This was, from the very first, an image designed to shock: an especially attractive young woman, dressed fashionably, but with an expression of self-assured nonchalance, appeared to be readying herself to smoke a cigarette - or even more irreverently - a cigar. The words nearest her lips, in quotations as if dialogue from the daring lady herself, defiantly proclaimed "No More!!"
I think the viewer was supposed to be startled, repulsed, and wickedly attracted, all at the same time to the thought that this fashionable female was declaring her emancipation from the prohibition against women smoking: she was in control and was going to do what she wanted, the naughty temptress.

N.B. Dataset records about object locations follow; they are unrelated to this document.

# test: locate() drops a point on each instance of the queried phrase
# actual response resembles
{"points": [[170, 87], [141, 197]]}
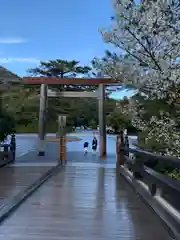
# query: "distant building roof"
{"points": [[8, 77]]}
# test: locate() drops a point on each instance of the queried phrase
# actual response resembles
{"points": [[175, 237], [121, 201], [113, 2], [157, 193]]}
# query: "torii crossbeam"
{"points": [[44, 94]]}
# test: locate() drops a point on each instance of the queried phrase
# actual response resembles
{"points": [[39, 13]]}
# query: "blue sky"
{"points": [[47, 30]]}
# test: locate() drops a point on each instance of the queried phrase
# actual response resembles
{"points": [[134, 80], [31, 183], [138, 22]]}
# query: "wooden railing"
{"points": [[160, 190]]}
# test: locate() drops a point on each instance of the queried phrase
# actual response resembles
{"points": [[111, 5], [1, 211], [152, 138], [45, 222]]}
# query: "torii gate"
{"points": [[44, 94]]}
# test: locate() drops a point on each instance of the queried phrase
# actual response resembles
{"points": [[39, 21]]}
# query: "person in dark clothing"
{"points": [[94, 144], [13, 145], [86, 144]]}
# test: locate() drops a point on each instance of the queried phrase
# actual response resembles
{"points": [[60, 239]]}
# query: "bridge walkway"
{"points": [[84, 201]]}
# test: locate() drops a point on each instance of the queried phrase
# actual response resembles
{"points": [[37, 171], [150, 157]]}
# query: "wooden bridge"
{"points": [[87, 198]]}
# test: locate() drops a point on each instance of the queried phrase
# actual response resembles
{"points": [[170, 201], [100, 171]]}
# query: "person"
{"points": [[86, 144], [94, 144], [13, 145]]}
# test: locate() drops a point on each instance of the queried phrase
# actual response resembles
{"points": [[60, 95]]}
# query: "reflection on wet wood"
{"points": [[84, 204], [16, 179]]}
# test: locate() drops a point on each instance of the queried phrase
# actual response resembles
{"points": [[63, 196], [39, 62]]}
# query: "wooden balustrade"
{"points": [[161, 191]]}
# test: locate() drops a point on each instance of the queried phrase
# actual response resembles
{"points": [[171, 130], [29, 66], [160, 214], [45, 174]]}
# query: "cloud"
{"points": [[12, 40], [22, 60]]}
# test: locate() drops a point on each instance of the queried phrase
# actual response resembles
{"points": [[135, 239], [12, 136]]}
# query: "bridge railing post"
{"points": [[62, 136]]}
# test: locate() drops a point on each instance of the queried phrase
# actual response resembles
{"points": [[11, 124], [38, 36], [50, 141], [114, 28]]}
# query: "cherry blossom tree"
{"points": [[147, 39]]}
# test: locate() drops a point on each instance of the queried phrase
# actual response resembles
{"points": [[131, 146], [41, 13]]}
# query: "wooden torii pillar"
{"points": [[99, 94], [42, 120]]}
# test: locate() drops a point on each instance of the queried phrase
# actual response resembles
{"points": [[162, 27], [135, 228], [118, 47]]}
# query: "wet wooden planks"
{"points": [[15, 179], [84, 203]]}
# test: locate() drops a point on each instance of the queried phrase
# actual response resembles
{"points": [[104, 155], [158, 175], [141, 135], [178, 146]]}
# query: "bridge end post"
{"points": [[102, 122]]}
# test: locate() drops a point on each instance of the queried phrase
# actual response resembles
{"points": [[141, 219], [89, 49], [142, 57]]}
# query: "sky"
{"points": [[33, 31]]}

But after the few moments' tease, all the flustered fathers, prickly old biddies, and frothing young men could feel their blood pressure calm down - She wasn't smoking after all; she was using the cigar-like Cushman's Menthol Inhaler - and only inhaling at that - for the cure of her headaches, neuralgia, and catarrh. The Inhaler was a glass tube filled with menthol crystals: by inhaling, the air passed through and around the crystals, drawing in medicated mentholated air into the head, throat, and lungs, to produce "the cool and exhilerating effect peculiar to Oil of Peppermint," relieving congestion, headaches, and destroying disease germs. For 50 cents, this sweet young thing could go everywhere and on every occasion she chose, looking very much like she was smoking, but only curing herself while giving the straight-laced in Victorian society a poke in the ol' solar plexus.
What a naughty little lady! I wonder if this type of advertising had any affect on the minds of sweet young things' future exploits with smoking and/or emancipation in general.